Фили было 36, он воевал в морской пехоте и недавно демобилизовался — война год как закончилась[519]. Пол привлек Хелен по всех возможных аспектах. «Он был невероятно умен и начитан, отлично разбирался в литературе, политике и военном деле, — рассказывала она. — Он был мужем, отцом, очень сложной личностью; пил как сапожник, был на редкость самовлюбленным, очень красивым, очень щедрым и с отличным чувством юмора»[520]. Фили оказался следующим гидом Хелен на ее пути в мир современного искусства и самовыражения. А еще он стал ее другом на всю оставшуюся жизнь.
Фили вел занятия в небольших группах — по 10–12 студентов[521]. Он учил не только технике живописи, но и ее анализу. «Мы буквально просеивали каждый сантиметр того, что работало на холсте, или того, что не работало, выясняя, почему так получается», — объясняла Хелен[522]. А еще он знакомил своих учеников с широким спектром тем истории искусств; с полным меню художественных традиций, из которого они могли выбрать свое направление для дальнейшего творческого развития. Благодаря ему существенно расширился и творческий лексикон Хелен.
Как вспоминала все та же Нэнси Льюис, «Хелен начала писать отличные вещи»[523]. И объяснялось это не только ее природным талантом, но и готовностью к упорному труду и наличием максимальной концентрации, без которых не бывает настоящего художника[524]. Фили, как и другие профессора, настойчиво призывал учеников идти собственным путем, думать самостоятельно и, что самое главное для художника, смотреть и видеть[525].

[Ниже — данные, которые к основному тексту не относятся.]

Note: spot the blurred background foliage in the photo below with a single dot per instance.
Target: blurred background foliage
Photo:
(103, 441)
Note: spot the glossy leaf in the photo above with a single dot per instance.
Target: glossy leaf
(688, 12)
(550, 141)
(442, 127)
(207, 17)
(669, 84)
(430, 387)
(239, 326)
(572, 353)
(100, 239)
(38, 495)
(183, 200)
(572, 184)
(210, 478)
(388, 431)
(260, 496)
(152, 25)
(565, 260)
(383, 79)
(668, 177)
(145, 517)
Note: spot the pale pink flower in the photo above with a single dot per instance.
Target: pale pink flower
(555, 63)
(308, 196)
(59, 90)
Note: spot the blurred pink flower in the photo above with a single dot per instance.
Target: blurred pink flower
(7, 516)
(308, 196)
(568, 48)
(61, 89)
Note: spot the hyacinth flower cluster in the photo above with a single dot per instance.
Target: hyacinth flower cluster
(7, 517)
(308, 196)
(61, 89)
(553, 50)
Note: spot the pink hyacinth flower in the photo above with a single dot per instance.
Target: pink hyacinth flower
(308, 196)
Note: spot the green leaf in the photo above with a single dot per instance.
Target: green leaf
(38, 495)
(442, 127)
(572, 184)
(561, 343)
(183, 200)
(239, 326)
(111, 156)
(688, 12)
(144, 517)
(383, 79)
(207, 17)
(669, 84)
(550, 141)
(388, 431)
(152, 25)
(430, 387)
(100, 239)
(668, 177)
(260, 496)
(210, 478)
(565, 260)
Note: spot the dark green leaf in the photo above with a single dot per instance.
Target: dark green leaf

После самостоятельного поиска истины наступал не менее важный обмен идеями — каждый рассказывал о своих открытиях и находках. «Мы в нашем узком сообществе, кажется, только и делали, что делились друг с другом опытом», — вспоминала Льюис[526].
Хелен наконец-то могла быть самой собой, что далеко не всегда получалось дома. «Я соблюдала протокол; придерживалась манер, принятых в кругах состоятельной буржуазии, одевалась так, как требовала среда, в которой я выросла, но при этом оставалась ренегаткой и индивидуалисткой, причем отнюдь не лишенной юмора», — рассказывала она[527].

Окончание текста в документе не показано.